Natureza e Ética

Aug 23, 2025Por Tommaso Pavone

TP

O que é o "bem viver"
em tempos de crise climática.

A cada ano, os sinais da crise climática ficam mais evidentes: enchentes devastadoras, secas prolongadas, ondas de calor recordes, queimadas e perda acelerada da biodiversidade. Esses fenômenos, cada vez mais frequentes, nos obrigam a repensar nossa relação com a natureza e a refletir sobre o verdadeiro sentido de qualidade de vida.


Nesse contexto, surge o conceito do “bem viver”, uma filosofia que propõe um olhar ético e coletivo diante dos desafios ambientais. Mais do que um estilo de vida, trata-se de uma mudança de paradigma que pode apontar caminhos para um futuro sustentável.

O que é o “bem viver”? 

O bem viver (ou sumak kawsay, em quíchua) é um conceito originário das culturas indígenas andinas, especialmente do Equador e da Bolívia. Diferente do modelo ocidental de desenvolvimento, que muitas vezes prioriza o crescimento econômico a qualquer custo, o bem viver valoriza o equilíbrio com a natureza, a coletividade e a vida em harmonia.


Em vez de pensar no acúmulo de bens materiais, essa visão propõe que a verdadeira riqueza está em viver em comunidade, respeitar os ciclos da terra, cultivar relações justas e garantir a continuidade da vida em todas as suas formas.

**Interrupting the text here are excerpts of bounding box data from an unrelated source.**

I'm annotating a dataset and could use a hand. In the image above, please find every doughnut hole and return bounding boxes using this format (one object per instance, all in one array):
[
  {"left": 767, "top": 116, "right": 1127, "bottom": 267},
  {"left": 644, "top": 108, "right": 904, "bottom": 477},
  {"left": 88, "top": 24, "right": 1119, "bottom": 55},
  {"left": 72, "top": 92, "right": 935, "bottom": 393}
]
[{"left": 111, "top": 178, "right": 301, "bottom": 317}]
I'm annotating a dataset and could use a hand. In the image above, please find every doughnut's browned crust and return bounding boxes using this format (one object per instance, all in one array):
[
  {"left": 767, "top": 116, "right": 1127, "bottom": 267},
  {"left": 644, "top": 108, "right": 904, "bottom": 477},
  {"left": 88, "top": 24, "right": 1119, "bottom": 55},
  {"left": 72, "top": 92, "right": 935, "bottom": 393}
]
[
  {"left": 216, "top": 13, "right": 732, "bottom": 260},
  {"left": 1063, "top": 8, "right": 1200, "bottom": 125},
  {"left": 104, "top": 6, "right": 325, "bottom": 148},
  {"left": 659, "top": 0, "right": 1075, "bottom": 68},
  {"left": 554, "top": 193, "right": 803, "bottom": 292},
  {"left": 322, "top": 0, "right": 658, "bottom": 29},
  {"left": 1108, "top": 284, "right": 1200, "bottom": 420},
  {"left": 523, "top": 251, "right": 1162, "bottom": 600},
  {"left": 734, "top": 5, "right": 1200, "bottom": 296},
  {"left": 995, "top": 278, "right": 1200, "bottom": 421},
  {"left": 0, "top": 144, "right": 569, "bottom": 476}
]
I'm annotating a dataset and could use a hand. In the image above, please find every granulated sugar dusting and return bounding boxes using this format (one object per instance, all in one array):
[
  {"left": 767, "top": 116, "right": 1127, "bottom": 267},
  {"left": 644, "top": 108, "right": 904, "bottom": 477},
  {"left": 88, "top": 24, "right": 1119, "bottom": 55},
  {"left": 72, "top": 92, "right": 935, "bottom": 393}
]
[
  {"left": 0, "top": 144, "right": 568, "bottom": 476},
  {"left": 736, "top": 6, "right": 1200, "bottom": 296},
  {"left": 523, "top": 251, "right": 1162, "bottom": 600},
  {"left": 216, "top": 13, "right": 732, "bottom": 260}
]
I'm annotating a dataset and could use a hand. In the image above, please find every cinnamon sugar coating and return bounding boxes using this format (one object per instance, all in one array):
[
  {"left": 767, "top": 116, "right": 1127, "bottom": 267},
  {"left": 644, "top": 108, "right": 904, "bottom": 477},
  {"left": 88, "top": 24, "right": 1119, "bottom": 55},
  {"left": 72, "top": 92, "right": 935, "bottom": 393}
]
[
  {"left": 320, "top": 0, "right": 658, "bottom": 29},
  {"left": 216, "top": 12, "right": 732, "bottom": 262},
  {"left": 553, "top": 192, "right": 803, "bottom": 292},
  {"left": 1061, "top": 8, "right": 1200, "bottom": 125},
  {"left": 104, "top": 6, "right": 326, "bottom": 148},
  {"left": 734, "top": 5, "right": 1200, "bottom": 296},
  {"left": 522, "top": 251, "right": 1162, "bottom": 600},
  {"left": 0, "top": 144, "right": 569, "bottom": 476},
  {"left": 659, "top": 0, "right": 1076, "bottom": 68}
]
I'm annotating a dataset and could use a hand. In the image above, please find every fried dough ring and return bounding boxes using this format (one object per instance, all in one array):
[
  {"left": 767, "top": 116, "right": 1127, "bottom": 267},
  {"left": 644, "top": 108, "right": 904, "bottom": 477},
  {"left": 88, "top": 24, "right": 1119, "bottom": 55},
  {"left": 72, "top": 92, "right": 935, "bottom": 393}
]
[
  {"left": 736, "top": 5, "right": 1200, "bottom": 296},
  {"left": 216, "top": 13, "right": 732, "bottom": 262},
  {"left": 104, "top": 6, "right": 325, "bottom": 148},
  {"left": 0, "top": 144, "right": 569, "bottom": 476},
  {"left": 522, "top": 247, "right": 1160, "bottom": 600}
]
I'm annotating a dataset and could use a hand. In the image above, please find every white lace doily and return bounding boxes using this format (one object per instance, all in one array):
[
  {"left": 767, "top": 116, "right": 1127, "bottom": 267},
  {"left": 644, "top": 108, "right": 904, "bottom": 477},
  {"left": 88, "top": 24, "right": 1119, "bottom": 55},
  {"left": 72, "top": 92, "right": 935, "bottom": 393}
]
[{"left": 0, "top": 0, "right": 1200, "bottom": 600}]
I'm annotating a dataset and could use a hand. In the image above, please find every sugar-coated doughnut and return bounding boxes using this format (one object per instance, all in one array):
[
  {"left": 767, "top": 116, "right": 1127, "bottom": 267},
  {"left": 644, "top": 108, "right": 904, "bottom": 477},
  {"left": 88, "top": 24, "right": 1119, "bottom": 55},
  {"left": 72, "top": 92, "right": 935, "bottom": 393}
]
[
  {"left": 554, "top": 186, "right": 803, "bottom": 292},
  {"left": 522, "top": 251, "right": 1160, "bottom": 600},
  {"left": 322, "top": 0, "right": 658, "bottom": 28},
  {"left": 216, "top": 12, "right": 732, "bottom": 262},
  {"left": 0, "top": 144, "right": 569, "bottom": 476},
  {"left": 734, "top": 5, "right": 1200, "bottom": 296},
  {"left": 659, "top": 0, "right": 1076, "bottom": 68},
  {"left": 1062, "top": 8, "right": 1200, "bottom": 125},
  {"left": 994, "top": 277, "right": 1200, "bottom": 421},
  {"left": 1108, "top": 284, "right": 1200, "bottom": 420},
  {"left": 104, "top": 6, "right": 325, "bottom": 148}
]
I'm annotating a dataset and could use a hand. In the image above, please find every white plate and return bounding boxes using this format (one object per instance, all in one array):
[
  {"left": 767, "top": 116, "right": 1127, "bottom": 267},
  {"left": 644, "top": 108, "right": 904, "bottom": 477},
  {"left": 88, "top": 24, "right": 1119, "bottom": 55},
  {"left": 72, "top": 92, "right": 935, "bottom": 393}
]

A ética ambiental e a responsabilidade humana.

Falar em bem viver em tempos de crise climática é, acima de tudo, uma questão ética. A ética ambiental nos lembra que cada escolha – individual ou coletiva – gera impactos no planeta. Alguns princípios fundamentais dessa ética são:

Respeito à biodiversidade: reconhecer o valor intrínseco de cada ser vivo, e
não apenas enxergá-lo como recurso explorável.
Justiça climática: compreender que os efeitos das mudanças climáticas atingem mais fortemente as populações vulneráveis, que muitas vezes não são
responsáveis pelos maiores níveis de emissão de poluentes.
Responsabilidade intergeracional: refletir sobre o legado que deixaremos para as próximas gerações.
Consciência coletiva: assumir que a solução não depende apenas de governos, mas também de cidadãos, empresas e comunidades. 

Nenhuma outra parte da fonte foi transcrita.